31・陰謀のカメレオン
スパルネを閉じ込めたアバラが、上部の骨を回転して一気に浮上する。
「わああああああああっ!?」
「スパルネぇぇぇっ!?」
手を伸ばすがとても間に合わない!
「くそっ! この服さえ脱げれば……!」
「!」
この後、どうなってもいい!!
これしかない!!
「ファルケファルケさん! ごめんなさい!!」
俺は剣を構えてファルケファルケに突っ込んでいく。
「そういうことか! やれ!!」
「えええいっ!!!」
ファルケファルケのワンピースを切り裂く!
あらわになる、極端なハイレグと黒いタイツ。
直後、周囲の空気が薄くなったのかと思った。
周囲から、【万気】が一気に消えたのだ。
「妹のお友達を!! 連れて行かせるかああああああああああああああ!!」
背中から氷を一気に噴き出し、上空へ打ち上がっていく。
まるで巨大な凍れる滝を逆再生したかのようだ。
「スパルネを頼みます!」
「させるかよォ!!」
カメレオン男が、下を槍のように伸ばす。
あれが先ほど【氷壁】を破壊した槍の正体か!
「そりゃこっちのセリフだ」
その舌をダンバドのマグマ手刀が切り飛ばした。
「ゲギャアアアアアアアアアアアアアアア!!!???」
痛みに絶叫するカメレオン男に、剣を構えて突っ込む。
「お前は許さん!!」
カメレオン男を袈裟懸けに斬りつける。
「ゲエッ!?」
仕留めるには至らず、距離を取ろうと後ろに飛ぶカメレオン男。
その頭を、ダンバドが掴んだ。
「姿は消したままにしておくんだったな」
赤熱化した手。
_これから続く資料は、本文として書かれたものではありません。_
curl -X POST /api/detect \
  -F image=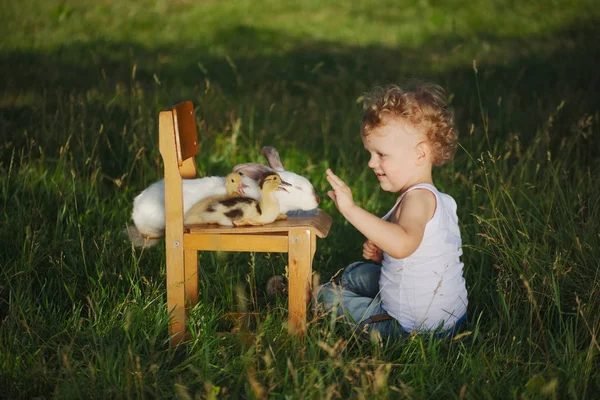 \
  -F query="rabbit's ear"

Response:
[260,146,285,172]
[233,163,273,181]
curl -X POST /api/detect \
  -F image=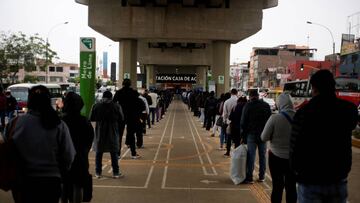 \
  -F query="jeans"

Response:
[150,108,159,125]
[219,127,225,147]
[269,151,297,203]
[95,152,120,175]
[298,180,348,203]
[246,134,266,181]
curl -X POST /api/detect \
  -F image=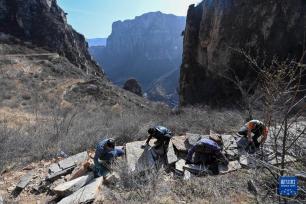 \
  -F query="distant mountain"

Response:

カメレオンの頭がじゅうと音を立てる。
「ケヒャア……!」
「さぁ、吐いてもらおうかね。てめえは誰だ? そのトカゲ顔はいったい何だ?」
そうだ。
この世界に獣人がいるなんて聞いたことがない。
明らかに魔物と関係があるコイツはいったい何なんだ。
「ケヒ……ケヒヒ……知らねえな」
「そうかい。ステーキになりてえかい」
じゅうううう、と音がし、肉が焼ける音がした。
「ゲギャアアアアアアア!?」
「レア……ミディアム……ウェルダンまで行っとくか?」
「ケヒヒ……何でオレが姿を出したままだったと思う?」
「!」
言われてみれば、消えたままにも出来たはず。
わざわざ姿を現したのには意図があるはずだ。
「囮だよォ!! ケヒヒヒヒ……!!」
「何ぃ? じゃあ、アネさんは!」
ファルケファルケの飛んだ方に目を向けると、そこに先ほどまでなかった黒雲が沸き起こっていた。
ごろごろと雷が鳴り出している。
「おい嘘だろ! あれを【雷】のスキルで作ったのか!?」
ダンバドが驚くのも無理はない。
【雷】は希少属性だ。
掌から放電して攻撃する【電撃】などが代表的だ。
しかし、入道雲を作り出すほどの規模など聞いたことがない。
これではまるで――
「【国宝防険者】に匹敵する規模だぞ!!」
だが、ファルケファルケは構わずスパルネを捕らえた骨の鳥籠に突っ込んで行く。
無論、あれが国宝級スキルだと気づいているはずだ。
それでもひるまない。
虹のように空を駆ける氷のアーチ。
もはや助けるが早いか、スキルを食らうが早いかだ。
そして、一条の稲妻が、ファルケファルケを直撃した……。